The point is that on any given weeknight at the ballet, the dancer on stage has to start by dragging the audience out of a hole. He has to overcome the effects that 12 hours of crappy day have had on his audience – and he has to do it fast. Few do it as well as Marcelo Gomes. He is like that strong cocktail you want at the end of the day. He's the soothing cucumber compress for the tired eyes. He's the one who will hold up both ends of the conversation so you don't have to struggle for words. He is – r.e.l.i.e.f.
Last evening, Gomes along with Paloma Herrera, David Hallberg, and Gillian Murphy led a high energy cast of some of ABT's most talented dancers in the opening performance of The Bright Stream, Alexei Ratmansky's ballet about a Soviet farm collective that has its stook shaken up when an artist troupe comes to visit. This production requires ensemble work like none other in the repertory. Not only does each artist have to dance spectacularly, he has to make every minute seem spontaneous and he has to contribute energy to everyone else's performances.
Craig Salstein as the Accordion Player was, if anything, operatic in his very funny and marvelously danced pursuit of the schoolgirl, portrayed as a naughty innocent by Maria Riccetto. How are we going to get by a whole year without Maria Riccetto while she's starring in Julio Bocca's company in Uruguay? How is ABT going put on Balanchine's Symphony in C next year without Maria who has some of the fastest, cleanest legs and feet in the company but never looks hurried? Oh heck, maybe she'll fly back as a guest artist.
Misty Copeland as the Milkmaid and Jared Matthews as the Tractor Driver charmingly and fully held the stage during their turns. Alexandre Hammoudi and Joseph Phillips led the Highlanders and Fieldworkers in fabulous folk-inspired corps dances.

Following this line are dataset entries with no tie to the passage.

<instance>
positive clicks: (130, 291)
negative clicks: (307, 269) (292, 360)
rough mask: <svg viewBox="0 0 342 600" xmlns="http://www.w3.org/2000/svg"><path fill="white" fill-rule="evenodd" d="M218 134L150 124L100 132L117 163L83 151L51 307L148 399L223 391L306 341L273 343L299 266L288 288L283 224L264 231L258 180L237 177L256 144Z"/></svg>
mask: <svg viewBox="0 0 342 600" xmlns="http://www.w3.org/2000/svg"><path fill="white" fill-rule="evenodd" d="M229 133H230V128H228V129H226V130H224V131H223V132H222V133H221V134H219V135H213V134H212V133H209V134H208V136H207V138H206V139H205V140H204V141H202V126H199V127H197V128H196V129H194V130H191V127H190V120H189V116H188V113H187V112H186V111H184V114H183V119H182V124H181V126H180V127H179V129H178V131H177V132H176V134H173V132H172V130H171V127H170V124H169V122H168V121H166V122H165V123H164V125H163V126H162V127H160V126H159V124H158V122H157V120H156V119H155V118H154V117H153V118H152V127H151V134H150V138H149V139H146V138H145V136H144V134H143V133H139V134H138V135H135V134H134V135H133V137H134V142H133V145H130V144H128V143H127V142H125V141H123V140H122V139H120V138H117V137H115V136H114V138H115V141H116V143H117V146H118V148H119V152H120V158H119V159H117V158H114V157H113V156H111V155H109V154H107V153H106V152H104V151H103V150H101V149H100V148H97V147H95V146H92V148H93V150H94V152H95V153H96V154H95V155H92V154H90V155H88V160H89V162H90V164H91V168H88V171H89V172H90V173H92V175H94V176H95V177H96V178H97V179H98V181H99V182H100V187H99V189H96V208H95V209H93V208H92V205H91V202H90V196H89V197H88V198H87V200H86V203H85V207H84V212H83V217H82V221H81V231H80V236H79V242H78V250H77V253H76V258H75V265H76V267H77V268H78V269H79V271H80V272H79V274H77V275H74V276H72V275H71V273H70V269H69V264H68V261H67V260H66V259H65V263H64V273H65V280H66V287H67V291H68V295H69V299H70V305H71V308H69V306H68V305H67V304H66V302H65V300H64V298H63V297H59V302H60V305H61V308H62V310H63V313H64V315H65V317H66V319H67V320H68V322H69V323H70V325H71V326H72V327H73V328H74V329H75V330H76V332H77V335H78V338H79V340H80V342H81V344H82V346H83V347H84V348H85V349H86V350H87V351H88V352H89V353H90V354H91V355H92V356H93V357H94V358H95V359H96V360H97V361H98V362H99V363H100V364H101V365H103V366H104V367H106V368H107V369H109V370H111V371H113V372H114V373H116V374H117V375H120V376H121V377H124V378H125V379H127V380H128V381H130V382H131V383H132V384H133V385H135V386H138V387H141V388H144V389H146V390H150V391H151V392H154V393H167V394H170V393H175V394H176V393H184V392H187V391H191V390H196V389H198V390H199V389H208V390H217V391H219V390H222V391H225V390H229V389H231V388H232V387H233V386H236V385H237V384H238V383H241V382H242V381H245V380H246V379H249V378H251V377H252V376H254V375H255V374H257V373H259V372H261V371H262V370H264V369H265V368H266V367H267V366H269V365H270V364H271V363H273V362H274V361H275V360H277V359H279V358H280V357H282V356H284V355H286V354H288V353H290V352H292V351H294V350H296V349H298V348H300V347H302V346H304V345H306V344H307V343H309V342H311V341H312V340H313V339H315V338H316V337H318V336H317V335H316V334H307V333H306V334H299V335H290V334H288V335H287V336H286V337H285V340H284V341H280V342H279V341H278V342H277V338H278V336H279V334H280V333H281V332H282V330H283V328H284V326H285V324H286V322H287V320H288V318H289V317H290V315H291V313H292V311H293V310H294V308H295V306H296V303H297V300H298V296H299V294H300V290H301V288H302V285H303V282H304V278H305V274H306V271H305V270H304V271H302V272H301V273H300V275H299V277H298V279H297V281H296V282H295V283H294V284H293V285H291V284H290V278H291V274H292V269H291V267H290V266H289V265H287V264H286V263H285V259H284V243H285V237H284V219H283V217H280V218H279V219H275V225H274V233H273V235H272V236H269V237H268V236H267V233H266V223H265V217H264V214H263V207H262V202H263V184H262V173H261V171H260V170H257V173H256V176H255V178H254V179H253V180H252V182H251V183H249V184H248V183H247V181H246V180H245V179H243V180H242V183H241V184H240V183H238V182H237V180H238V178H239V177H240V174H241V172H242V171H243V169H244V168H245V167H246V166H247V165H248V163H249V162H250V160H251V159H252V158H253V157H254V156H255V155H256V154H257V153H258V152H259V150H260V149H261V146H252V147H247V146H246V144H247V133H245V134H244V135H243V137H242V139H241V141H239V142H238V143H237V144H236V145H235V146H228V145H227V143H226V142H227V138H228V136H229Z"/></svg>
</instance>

But it was the close knit principal cast that most spectacularly pulled off the pranks, jokes, and "drama" and delivered it all with superlative dancing. Hallberg as the Sylph ballet dancer was at his most hilarious when playing off Victor Barbee's Old Dacha Dweller and Martine van Hamel's Dacha Dweller. Her slap of Hallberg's face with her Kitri fan was awfully funny. Gillian Murphy's Ballerina and Paloma Herrera's Zina characters were portrayed warmly and danced eloquently. Marcelo Gomes as Zina's husband, who has a wandering eye and finds some playtime with the Ballerina, was masterfully danced and acted. Duplicity, Gomes style, is always a wrong that feels so good to watch and then forgive.
This cast repeats on Friday night, and there are plenty of tickets available. The only other hometown cast is today's matinee which should be another great performance. See this ballet today or Friday. It's cute, funny, harmless, without violence or drugs, and has very little crime. In fact, it would be a crime to miss it. The orchestra actually sounded pretty good last night, especially the cellist who delivered a gorgeous solo.
The Pump Bump Award is bestowed upon Marcelo Gomes, who is carrying an awfully heavy workload again this season, but we're loving our comrade for it.